Michael 'Tinker' Pearce lives in Seattle with his wife and co-author Linda. He got the nickname 'Tinker' in the 1980's when he was at various times a soldier, college student, a bodyguard, a private investigator, a meat-carver at a restaurant, a police officer, an illustrator, heavy equipment operator, competition shooter, cover-copy writer, outlaw road-racer, Drill Instructor Candidate, receptionist, executive assistant to the heads of corporate banking at Citycorps, Tobacconist, courier for a currency exchange etc.
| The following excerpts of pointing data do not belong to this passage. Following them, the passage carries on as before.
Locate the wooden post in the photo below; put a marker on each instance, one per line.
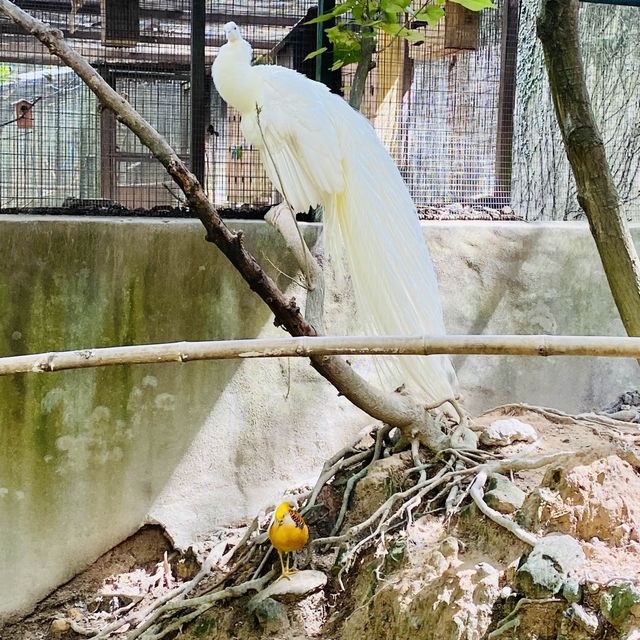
(199, 111)
(506, 101)
(108, 161)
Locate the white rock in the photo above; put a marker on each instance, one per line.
(503, 432)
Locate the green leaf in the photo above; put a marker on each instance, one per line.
(432, 14)
(338, 10)
(476, 5)
(315, 53)
(394, 6)
(413, 36)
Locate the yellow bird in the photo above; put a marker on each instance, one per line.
(288, 532)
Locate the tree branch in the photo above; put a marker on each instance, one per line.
(394, 409)
(597, 195)
(323, 346)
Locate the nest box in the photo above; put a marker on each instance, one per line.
(24, 114)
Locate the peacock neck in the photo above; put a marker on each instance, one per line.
(232, 73)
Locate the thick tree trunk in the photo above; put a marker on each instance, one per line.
(365, 64)
(597, 195)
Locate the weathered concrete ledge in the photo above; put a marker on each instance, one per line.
(87, 456)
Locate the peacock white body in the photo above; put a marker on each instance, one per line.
(317, 150)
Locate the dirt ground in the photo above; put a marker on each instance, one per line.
(145, 567)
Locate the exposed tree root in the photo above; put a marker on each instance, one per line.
(440, 484)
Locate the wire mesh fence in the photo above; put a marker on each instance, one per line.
(466, 115)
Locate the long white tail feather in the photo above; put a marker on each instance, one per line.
(317, 150)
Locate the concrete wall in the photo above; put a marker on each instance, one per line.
(87, 456)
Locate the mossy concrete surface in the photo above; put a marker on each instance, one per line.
(84, 454)
(87, 456)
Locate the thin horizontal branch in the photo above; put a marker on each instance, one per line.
(533, 345)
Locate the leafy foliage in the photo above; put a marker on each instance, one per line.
(368, 18)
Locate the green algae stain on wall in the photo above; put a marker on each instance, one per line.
(84, 453)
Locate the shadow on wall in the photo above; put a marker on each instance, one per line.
(84, 453)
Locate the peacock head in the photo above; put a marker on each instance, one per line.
(232, 32)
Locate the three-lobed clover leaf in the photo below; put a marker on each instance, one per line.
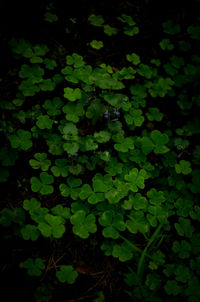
(136, 179)
(183, 167)
(34, 266)
(44, 122)
(83, 224)
(67, 274)
(40, 162)
(72, 94)
(30, 232)
(42, 185)
(60, 168)
(172, 288)
(134, 117)
(21, 140)
(109, 30)
(184, 227)
(156, 197)
(182, 248)
(154, 114)
(112, 223)
(52, 226)
(123, 252)
(157, 143)
(96, 44)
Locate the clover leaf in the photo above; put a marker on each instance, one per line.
(34, 266)
(67, 274)
(109, 30)
(183, 167)
(134, 117)
(53, 106)
(52, 226)
(137, 222)
(72, 94)
(74, 111)
(182, 248)
(172, 288)
(60, 168)
(156, 197)
(96, 44)
(96, 20)
(83, 224)
(123, 252)
(154, 114)
(136, 179)
(156, 142)
(40, 162)
(44, 122)
(124, 145)
(43, 184)
(21, 140)
(184, 227)
(32, 72)
(30, 232)
(112, 223)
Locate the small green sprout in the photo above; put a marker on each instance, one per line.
(96, 44)
(72, 94)
(83, 224)
(67, 274)
(109, 30)
(42, 185)
(52, 226)
(34, 266)
(183, 167)
(21, 140)
(40, 162)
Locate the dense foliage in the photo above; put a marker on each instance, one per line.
(112, 155)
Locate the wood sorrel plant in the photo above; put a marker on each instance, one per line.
(110, 158)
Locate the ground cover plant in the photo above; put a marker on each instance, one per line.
(108, 158)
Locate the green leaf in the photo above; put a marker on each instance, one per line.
(67, 274)
(43, 184)
(154, 114)
(34, 266)
(30, 232)
(96, 44)
(113, 223)
(172, 288)
(44, 122)
(72, 94)
(109, 30)
(123, 252)
(21, 140)
(184, 227)
(40, 162)
(83, 224)
(183, 167)
(136, 179)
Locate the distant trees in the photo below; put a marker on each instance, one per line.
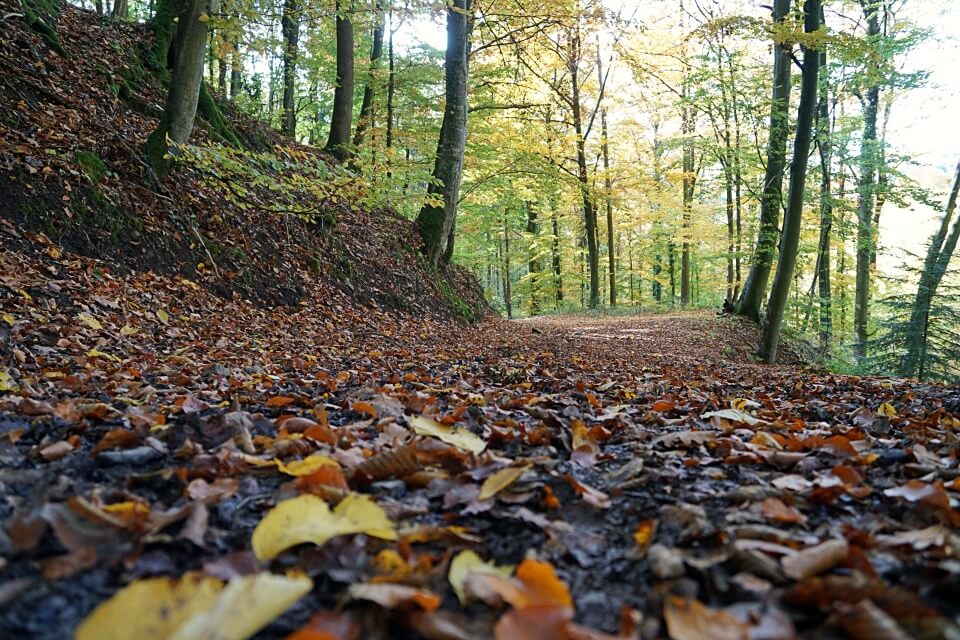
(187, 43)
(439, 213)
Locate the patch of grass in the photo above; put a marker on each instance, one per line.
(92, 166)
(455, 302)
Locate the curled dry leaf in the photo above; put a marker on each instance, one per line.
(500, 481)
(195, 607)
(460, 438)
(307, 518)
(866, 621)
(816, 559)
(534, 584)
(774, 509)
(467, 562)
(689, 619)
(395, 463)
(392, 596)
(306, 466)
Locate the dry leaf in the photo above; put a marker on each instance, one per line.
(307, 518)
(307, 466)
(194, 607)
(392, 596)
(500, 481)
(816, 559)
(460, 438)
(691, 620)
(467, 562)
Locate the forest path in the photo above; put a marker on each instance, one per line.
(147, 428)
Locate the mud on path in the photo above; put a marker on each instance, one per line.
(674, 487)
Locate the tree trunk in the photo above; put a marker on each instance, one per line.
(376, 52)
(755, 286)
(180, 109)
(798, 174)
(391, 85)
(689, 184)
(866, 235)
(589, 209)
(235, 68)
(824, 142)
(290, 28)
(555, 250)
(436, 222)
(507, 294)
(340, 122)
(934, 267)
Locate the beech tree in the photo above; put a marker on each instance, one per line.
(338, 143)
(438, 215)
(798, 176)
(188, 49)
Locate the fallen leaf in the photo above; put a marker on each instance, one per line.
(460, 438)
(814, 560)
(306, 466)
(195, 607)
(307, 518)
(467, 562)
(500, 481)
(689, 619)
(392, 596)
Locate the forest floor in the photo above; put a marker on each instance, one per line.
(645, 477)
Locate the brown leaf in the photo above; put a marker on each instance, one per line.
(689, 619)
(866, 621)
(816, 559)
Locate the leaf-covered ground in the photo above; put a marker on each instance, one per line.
(631, 476)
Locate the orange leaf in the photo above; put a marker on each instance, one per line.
(775, 509)
(280, 401)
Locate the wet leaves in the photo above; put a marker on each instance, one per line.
(309, 519)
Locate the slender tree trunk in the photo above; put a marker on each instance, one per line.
(825, 144)
(533, 262)
(608, 198)
(436, 222)
(934, 267)
(180, 109)
(589, 208)
(798, 174)
(376, 52)
(391, 84)
(866, 234)
(755, 286)
(689, 184)
(555, 250)
(338, 143)
(235, 69)
(507, 294)
(290, 27)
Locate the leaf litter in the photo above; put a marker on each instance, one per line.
(412, 477)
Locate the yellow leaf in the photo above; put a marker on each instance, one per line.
(460, 438)
(306, 466)
(6, 381)
(467, 562)
(500, 481)
(886, 410)
(89, 320)
(153, 608)
(96, 353)
(307, 518)
(194, 607)
(245, 606)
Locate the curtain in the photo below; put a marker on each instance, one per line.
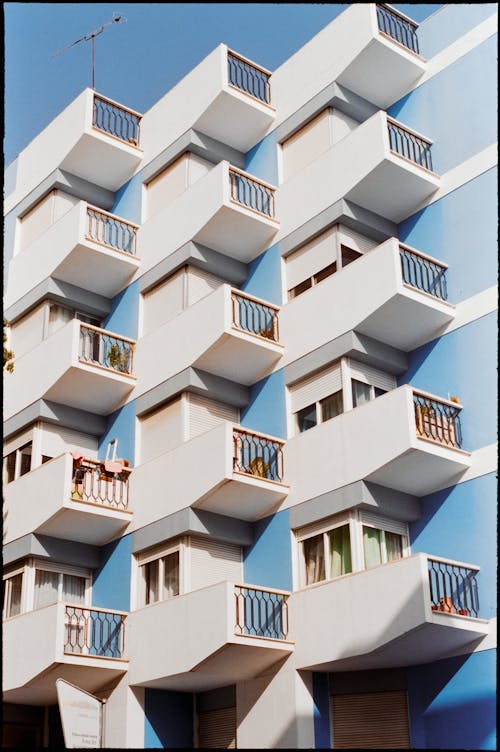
(46, 584)
(314, 556)
(340, 551)
(372, 546)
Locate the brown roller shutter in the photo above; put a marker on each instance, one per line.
(373, 720)
(217, 729)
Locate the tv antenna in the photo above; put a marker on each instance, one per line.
(91, 37)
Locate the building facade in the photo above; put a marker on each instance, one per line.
(250, 436)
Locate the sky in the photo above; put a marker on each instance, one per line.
(138, 61)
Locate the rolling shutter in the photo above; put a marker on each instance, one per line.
(217, 729)
(316, 387)
(373, 720)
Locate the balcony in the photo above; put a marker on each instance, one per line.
(388, 62)
(82, 502)
(248, 634)
(415, 610)
(227, 470)
(94, 138)
(381, 165)
(227, 210)
(83, 645)
(393, 293)
(227, 333)
(79, 365)
(405, 439)
(87, 247)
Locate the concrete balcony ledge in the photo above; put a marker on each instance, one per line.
(376, 442)
(190, 657)
(209, 213)
(378, 618)
(86, 247)
(49, 651)
(218, 471)
(87, 511)
(70, 371)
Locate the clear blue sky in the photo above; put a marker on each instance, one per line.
(140, 60)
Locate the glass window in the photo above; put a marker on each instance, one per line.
(307, 418)
(331, 406)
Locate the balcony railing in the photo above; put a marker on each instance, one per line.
(423, 273)
(251, 193)
(437, 421)
(257, 455)
(92, 483)
(248, 77)
(409, 145)
(116, 120)
(93, 632)
(252, 315)
(401, 29)
(261, 613)
(111, 231)
(99, 347)
(453, 588)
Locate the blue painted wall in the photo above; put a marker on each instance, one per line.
(460, 230)
(452, 703)
(268, 561)
(460, 118)
(450, 23)
(460, 523)
(111, 584)
(168, 719)
(464, 364)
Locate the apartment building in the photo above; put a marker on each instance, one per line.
(250, 436)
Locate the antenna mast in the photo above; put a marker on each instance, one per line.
(91, 37)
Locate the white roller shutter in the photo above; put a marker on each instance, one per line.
(311, 258)
(205, 413)
(372, 720)
(214, 561)
(315, 387)
(217, 729)
(370, 375)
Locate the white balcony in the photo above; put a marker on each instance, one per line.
(227, 210)
(391, 441)
(386, 616)
(227, 333)
(380, 166)
(93, 138)
(392, 293)
(81, 645)
(79, 365)
(89, 507)
(227, 470)
(86, 247)
(208, 638)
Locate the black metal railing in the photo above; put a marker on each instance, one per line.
(453, 588)
(437, 421)
(91, 631)
(261, 613)
(113, 232)
(92, 483)
(248, 78)
(251, 193)
(252, 316)
(258, 456)
(101, 348)
(400, 29)
(115, 120)
(410, 146)
(423, 273)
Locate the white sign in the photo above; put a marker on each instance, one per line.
(81, 716)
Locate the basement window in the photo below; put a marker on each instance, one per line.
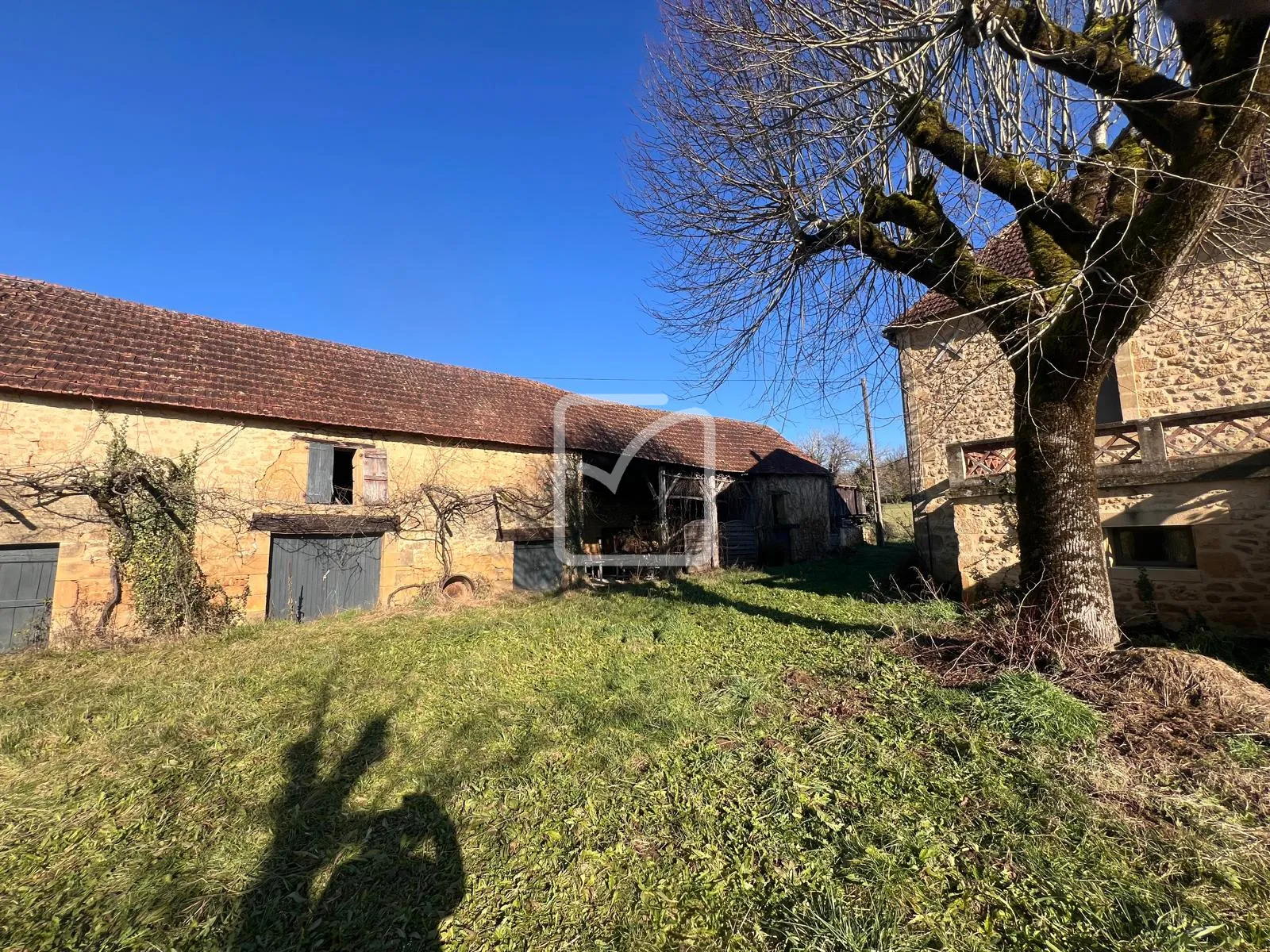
(1153, 547)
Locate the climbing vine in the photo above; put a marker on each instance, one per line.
(152, 508)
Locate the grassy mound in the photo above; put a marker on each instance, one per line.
(733, 762)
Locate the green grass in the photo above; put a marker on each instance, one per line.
(721, 763)
(897, 520)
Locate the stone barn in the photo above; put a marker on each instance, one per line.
(327, 467)
(1183, 442)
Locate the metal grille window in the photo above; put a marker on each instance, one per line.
(1162, 547)
(375, 476)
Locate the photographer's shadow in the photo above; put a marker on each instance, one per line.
(397, 873)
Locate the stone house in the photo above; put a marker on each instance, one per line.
(1184, 447)
(319, 455)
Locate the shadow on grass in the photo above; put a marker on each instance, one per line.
(696, 593)
(876, 573)
(397, 873)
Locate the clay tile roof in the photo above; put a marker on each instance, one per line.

He finally settled down to become a knife and sword maker, specializing in the blades of medieval Europe and the Viking Era. He is the author of 'The Medieval Sword in the Modern World,' and the designer of the CAS Iberia Tinker Line of medieval swords and trainers. He is a trained theatrical fighter and choreographer, and a student of Historic European Martial Arts. He co-authored the Foreworld novella 'The Shield Maiden' and the couple released their first novel 'Diaries of a Dwarven Rifleman' in early 2013. They released a sequel novella, 'Diaries of a Dwarven Rifleman: Rear Guard' in September 2013. Their second Foreworld Novella 'Tyr's Hammer' was published in October 2013.
The couple is currently working on their second novel, 'Rage of Angels,' a hard-science military science-fiction story based on the events in 'The Killing Machine' and 'What Happens in Dubai.' They hope to complete this book by the end of 2013.